Pour la petite histoire, en Belgique, la paternité du fonds a fait débat politique. Ce mécanisme pour les communes hébergeant de nombreux frontaliers mais ne disposant pas des recettes fiscales issues d’un impôt sur le revenu perçu au Grand-Duché, des élus locaux le réclamaient depuis longtemps. À la pointe du combat, le député-bourgmestre d’Attert, Josy Arens avait harcelé au moins deux titulaires du portefeuille des Finances fédérales belges, sociaux-chrétiens comme lui, avant d’obtenir – avec d’autres mandataires ayant rejoint la «lutte» – de leur successeur libéral, le fonds en question…

En tout cas, le Fonds dit Reynders a été perçu pour la première fois en 2002. Son montant forfaitaire était alors de 24 millions d’euros. Il a progressivement baissé, selon l’accord négocié, à 20, puis 15 millions. Ce montant de 15 millions a ensuite servi de base, indexée annuellement au taux de 2% dès 2005. On en était là depuis 10 ans.

L'UEBL et l'effet Martelange

On notera que, avant 2002, une compensation financière était déjà transférée du Luxembourg vers la Belgique. Elle était issue des accords de l’Union économique belgo-luxembourgeoise (UEBL), puis d’un accord de compensation de taxes et accises (dit «effet Martelange»).

L’idée était d’assurer une répartition des recettes, les différences des taux de taxation entre la Belgique et le Grand-Duché impliquant que les Belges faisaient massivement leurs achats – surtout de carburant, d’alcool, de tabac… – au Luxembourg.

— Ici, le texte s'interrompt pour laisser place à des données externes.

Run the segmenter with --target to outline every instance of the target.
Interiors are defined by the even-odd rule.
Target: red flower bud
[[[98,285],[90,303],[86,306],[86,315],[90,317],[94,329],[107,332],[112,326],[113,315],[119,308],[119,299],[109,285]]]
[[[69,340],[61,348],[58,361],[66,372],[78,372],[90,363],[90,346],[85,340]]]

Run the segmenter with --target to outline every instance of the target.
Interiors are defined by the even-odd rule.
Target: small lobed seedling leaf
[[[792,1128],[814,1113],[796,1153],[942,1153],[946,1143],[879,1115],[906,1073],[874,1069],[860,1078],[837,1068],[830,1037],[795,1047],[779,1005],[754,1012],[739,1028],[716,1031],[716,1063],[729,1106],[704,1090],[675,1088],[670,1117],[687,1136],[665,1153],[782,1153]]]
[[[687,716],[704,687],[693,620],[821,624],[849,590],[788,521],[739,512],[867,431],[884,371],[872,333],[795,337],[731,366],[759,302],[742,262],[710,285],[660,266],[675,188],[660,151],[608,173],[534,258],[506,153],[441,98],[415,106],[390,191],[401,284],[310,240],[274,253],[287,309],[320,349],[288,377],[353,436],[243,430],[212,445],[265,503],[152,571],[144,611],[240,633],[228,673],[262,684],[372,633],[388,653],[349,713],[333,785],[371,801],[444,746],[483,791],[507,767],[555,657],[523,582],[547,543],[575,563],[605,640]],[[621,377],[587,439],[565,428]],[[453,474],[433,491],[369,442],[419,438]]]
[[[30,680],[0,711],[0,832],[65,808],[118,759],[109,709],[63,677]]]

7% des recettes luxembourgeoises étaient transférées à la Belgique. Le pourcentage de rétrocession passait à 5,65905% du 1er janvier 1992 au 31 décembre 2001. Et jusqu’à la suppression de ce système, remplacé par le Fonds Reynders, l’argent du Luxembourg était intégré au budget de l’État belge, sans affectation particulière.

Un gâteau à bien découper

Depuis 2002 donc, les communes belges se sont mises à toucher une participation made in Luxembourg, via l’État fédéral, assurant la réception et la découpe du gâteau. Au plus fort du rendement (en 2005-2006), Arlon recevait ainsi quelque 4 millions d’euros, Aubange 1,7 million, Habay 1,1 million, Messancy 1 million, etc.

Quant à la clé de calcul, elle est claire. Chaque résident belge doit mentionner les rémunérations et les revenus professionnels provenant de l'étranger, ce qui permet aux Finances de calculer un IPP (impôt sur les personnes physiques) théorique – ce que le travailleur devrait payer si ces revenus avaient été perçus en Belgique. Puis, selon le domicile de tous ces contribuables belgo-luxembourgeois, l'administration fédérale établit la part revenant à chaque commune, soit un pourcentage du forfait versé par le Luxembourg.

CQFD. Les communes et le ministère des Finances belges vont pouvoir affûter les calculettes. L’assiette est dorénavant à 30 millions d’euros. Pour plus de 40.000 travailleurs frontaliers belges, répartis un peu partout dans le royaume, mais surtout dans la province voisine, la bien nommée province du Luxembourg.